There is greenery and twinkling lights everywhere, people have Christmas trees and other decorations up, and a wide range of Christmas tunes can be heard everywhere. Everybody's supposed to be happy and jolly. It's all about peace, hope, joy, and love. What's not to love?
Quite a lot actually. I grew up in churches that hung greens and sang Christmas tunes throughout Advent, and every year I just began to long for lent. Because I didn't want people to tell me to be happy. Now, I grew up a privileged youth in a loving middle class family who did well in school and was fairly well liked. I had nothing to complain about. But I have always had a morose side. I would much rather have a calm and collected time to reflect and focus than a bunch of added stuff that is supposed to make me cheerful. In fact, my biggest problem with many Protestant Churches is they simply don't give people enough time to simply feel what they are feeling. They get invested in trying to lift spirits when sometimes spirits need to talk to God from where they are at.
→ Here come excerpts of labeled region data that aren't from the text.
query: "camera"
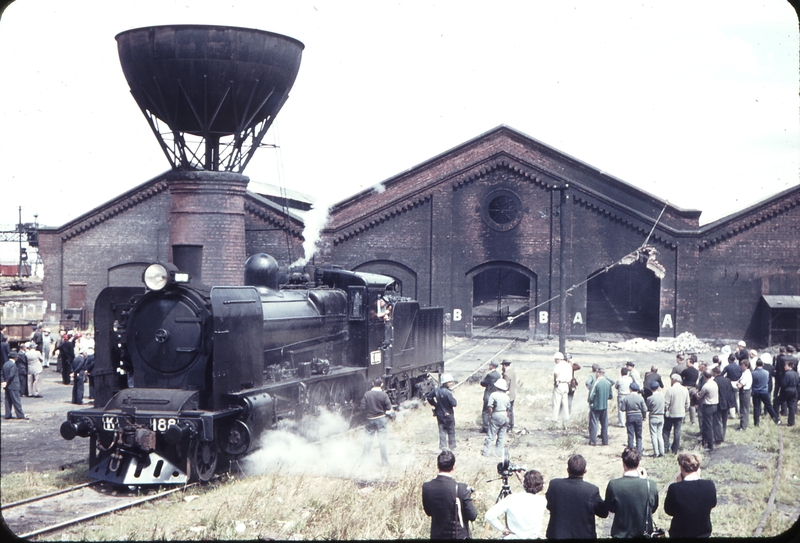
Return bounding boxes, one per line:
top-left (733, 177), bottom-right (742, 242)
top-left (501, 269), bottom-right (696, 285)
top-left (497, 449), bottom-right (528, 478)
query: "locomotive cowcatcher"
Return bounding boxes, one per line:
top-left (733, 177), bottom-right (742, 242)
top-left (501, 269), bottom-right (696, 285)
top-left (61, 254), bottom-right (444, 485)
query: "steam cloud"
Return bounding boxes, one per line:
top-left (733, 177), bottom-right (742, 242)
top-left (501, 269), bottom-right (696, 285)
top-left (240, 401), bottom-right (418, 480)
top-left (290, 204), bottom-right (329, 268)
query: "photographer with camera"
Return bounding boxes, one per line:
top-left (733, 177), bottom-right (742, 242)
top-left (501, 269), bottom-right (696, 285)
top-left (544, 454), bottom-right (608, 539)
top-left (361, 377), bottom-right (394, 466)
top-left (605, 447), bottom-right (658, 537)
top-left (425, 373), bottom-right (458, 451)
top-left (422, 451), bottom-right (478, 539)
top-left (486, 468), bottom-right (547, 539)
top-left (481, 379), bottom-right (511, 456)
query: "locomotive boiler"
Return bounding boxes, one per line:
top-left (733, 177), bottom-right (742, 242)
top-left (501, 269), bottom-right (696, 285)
top-left (61, 254), bottom-right (444, 485)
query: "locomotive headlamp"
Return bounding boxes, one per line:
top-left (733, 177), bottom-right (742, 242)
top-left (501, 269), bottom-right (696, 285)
top-left (142, 264), bottom-right (169, 290)
top-left (142, 263), bottom-right (191, 290)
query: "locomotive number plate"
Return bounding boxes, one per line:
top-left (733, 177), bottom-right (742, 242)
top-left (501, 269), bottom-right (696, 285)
top-left (103, 415), bottom-right (119, 432)
top-left (150, 417), bottom-right (178, 432)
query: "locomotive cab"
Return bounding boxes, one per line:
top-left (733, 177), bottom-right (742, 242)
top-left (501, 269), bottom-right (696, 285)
top-left (61, 254), bottom-right (443, 485)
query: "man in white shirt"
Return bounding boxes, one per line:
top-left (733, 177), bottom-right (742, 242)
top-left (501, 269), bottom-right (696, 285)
top-left (736, 360), bottom-right (753, 430)
top-left (553, 352), bottom-right (572, 426)
top-left (614, 367), bottom-right (633, 428)
top-left (486, 470), bottom-right (547, 539)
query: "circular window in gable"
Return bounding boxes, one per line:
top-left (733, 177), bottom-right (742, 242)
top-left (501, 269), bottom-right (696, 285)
top-left (481, 189), bottom-right (522, 232)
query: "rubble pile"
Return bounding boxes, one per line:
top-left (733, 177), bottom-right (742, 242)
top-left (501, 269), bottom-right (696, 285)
top-left (614, 332), bottom-right (714, 353)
And that's always been my problem with this time of the year. It always feels like people are trying to force certain emotions onto people. Peace, hope, joy, and love are nice, but they are all also emotional words. One feels at peace, one hopes, one is joyful, one loves. To encourage these emotions within a congregation can also make people feel guilty when they don't have these emotions. Couple that will all the holly jolly Christmas-y things going on in secular America, and it can make some people feel bad for not being happy.
At least it made me feel bad for not being happy and joyful. I became the grinch of the family when I was a teenager, because I just didn't want a Christmas tree in my home. I have nothing against Christmas trees, but they are everywhere and they encourage an emotional state that I simply wasn't in. I needed some space where I could just have my emotions.
I used to feel like there was something wrong with my Christianity because I wasn't amazingly awed by a baby in a manger coupled with all this greenery and pagentry. I felt like advent was the time when the church got fluffy and flaky. I finally broke down and told my pastor that I hated Advent. Then he introduced the idea of Advent to me. Real Advent. A time of waiting, of longing, of uncertainty. A time of hopeful endurance, waiting for the incarnation of Christ. It was awesome, but I still find it hard to gel that Advent with the Christmas trees and Christmas carols found within the church sanctuary.
This is now my second Advent as an Episcopalian. And the thing I love about Episcopal Advent is that the Church doesn't dress up for Christmas until Christmas Eve. It doesn't sing Christmas carols, and it doesn't call the advent candles the candles of peace, hope, joy, and love. It is a space where I can simply remove myself from the holly jollys and the craziness of the rest of the world that is trying to celebrate a baby before he's born. And through the voices of the congregation singing, "Oh Come, Oh Come Emmanuel", I can feel the longing. I am allowed a place to simply come as I am, a place to cry out to God and say that most days, I'm still waiting for Christ. I still ache for salvation. I still hope for the incarnation.
I still don't like this time of the year because I still feel the pressure to display fake emotions and be in the "Christmas spirit", but I'm beginning to enjoy the Biblical part of the season more. I can sing the Magnificat alongside Mary. I can feel the passion in John the Baptist shouting out, "Prepare ye the way of The Lord!" These are things that can move me to worship God no matter my emotional state. They resonate whether I'm joyous or weeping. They meet me where I'm at and call me to come on a journey, a journey that will eventually take me alongside the Magi to the house of the King of Kings. It's a long, arduous journey, one that will last years and be filled with deceivers like Herod trying to trick me into betraying my Savior, but it's one that is worth taking. Because in the end, I will see the Christ that I wait and long for face to face. I will receive the incarnation. And that's all I hope and long for.